Tracking Behaviors

claytondaley · October 25, 2014, 4:00pm

I’ve noticed two tracking behaviors that don’t strike me as intuitive:
[ol]
[li] It’s possible to change an IP address during a visit, but the database masks such a change because the (first) IP address is kept on the visit object and isn’t even available for update.
[/li][li] If you send a PHP tracking request with a bad token_auth, a visit is still logged with “erroneous” data.
[/li][/ol]
I believe this first item should be included under a broader category of “we should maintain a full and accurate accounting of submitted data”, consistent with my previous post about actual page referrers. We should also make some simplifying assumptions for display purposes, but the database should “know the difference”. Without digging into the codebase, I believe this would include:
[ul]
[li] Moving IP Address (and anything else that isn’t tightly coupled to the computer holding the cookie) to the visit_action
[/li][li] Changing the logic for referrer to default to the submitted referrer and fallback on the last page visited (with a flag distinguishing the two).
[/li][/ul]
The token_auth item (2) is more complicated.
[ul]
[li] Certainly, one way to view this (paraphrasing current behavior) is that the caller is making a tracking API call and all token_auth does is allow the caller to submit certain “extra” (different) details.
[/li][li] Practically speaking, I prefer to think of including token_auth as, first and foremost, an attempt to authenticate (that it is the tracking API is irrelevant). You can (and should) log a failed authentication (both real and reported details), but a failed authentication is fundamentally not a tracked page view.

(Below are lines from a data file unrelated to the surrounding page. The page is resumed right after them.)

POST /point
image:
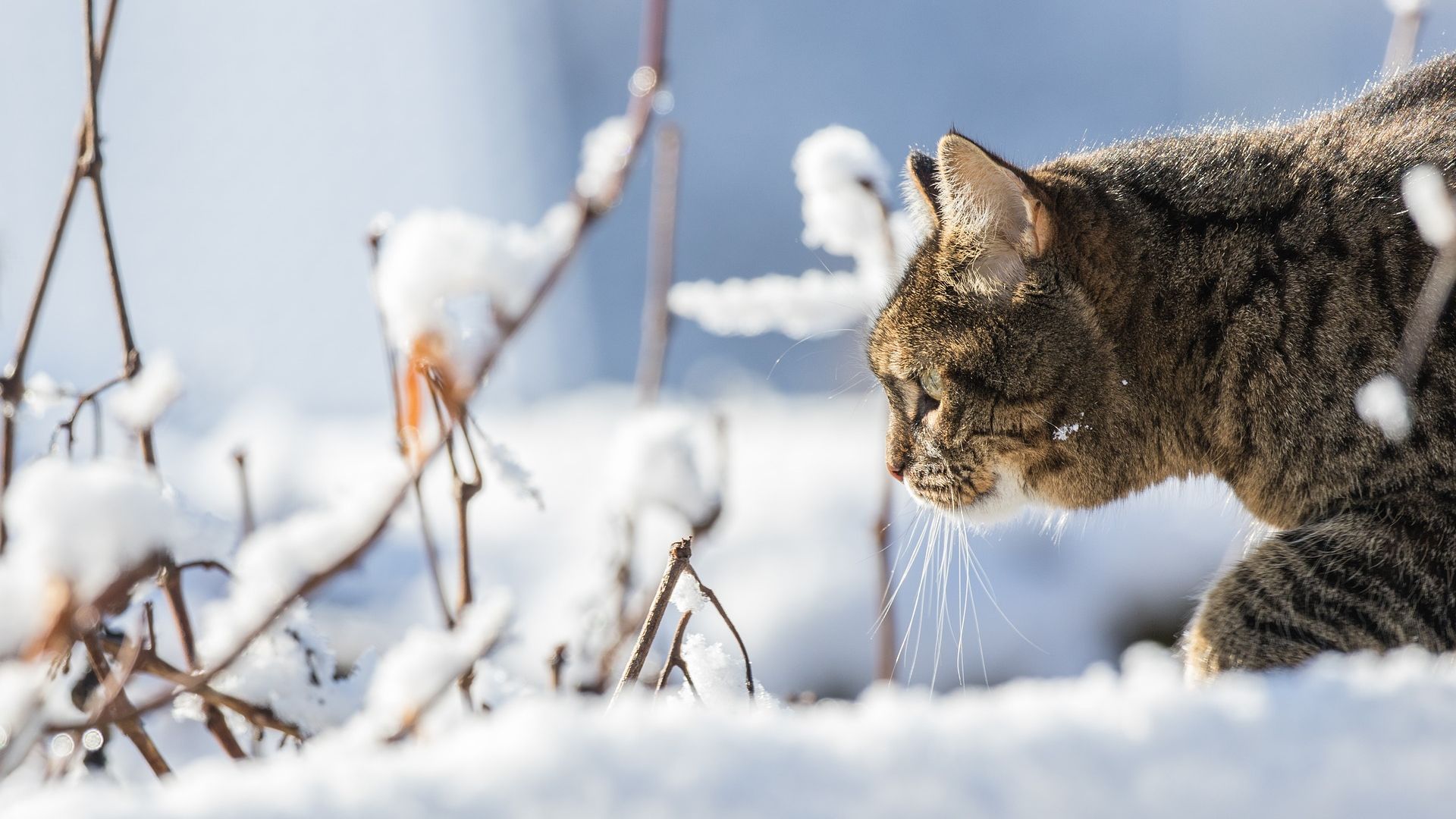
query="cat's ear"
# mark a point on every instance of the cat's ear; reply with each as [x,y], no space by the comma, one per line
[919,191]
[976,190]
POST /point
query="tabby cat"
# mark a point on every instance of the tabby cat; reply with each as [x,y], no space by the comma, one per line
[1197,305]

[/li][li] A “compromise” (helpful for debugging) would be to keep the submitted data as-if the token was correct (not the current strategy) and instead flag the visit/actions as “bad auth”. Obviously, the “bad auth” report should include information about the submitter (for debug and blacklisting).
[/li][/ul]
In principle (but probably not in practice), an operating site would hide bad auth in all reports. When debugging, the bad auth flag is a good way to distinguish a wrong IP due to a proxy vs. a bad auth_token. Finally, the second and third strategies could permit an admin to “approve” old reports. In the current model, bad reports are is unmarked, inexorably linked to the server’s IP address, and the (real) user info is lost.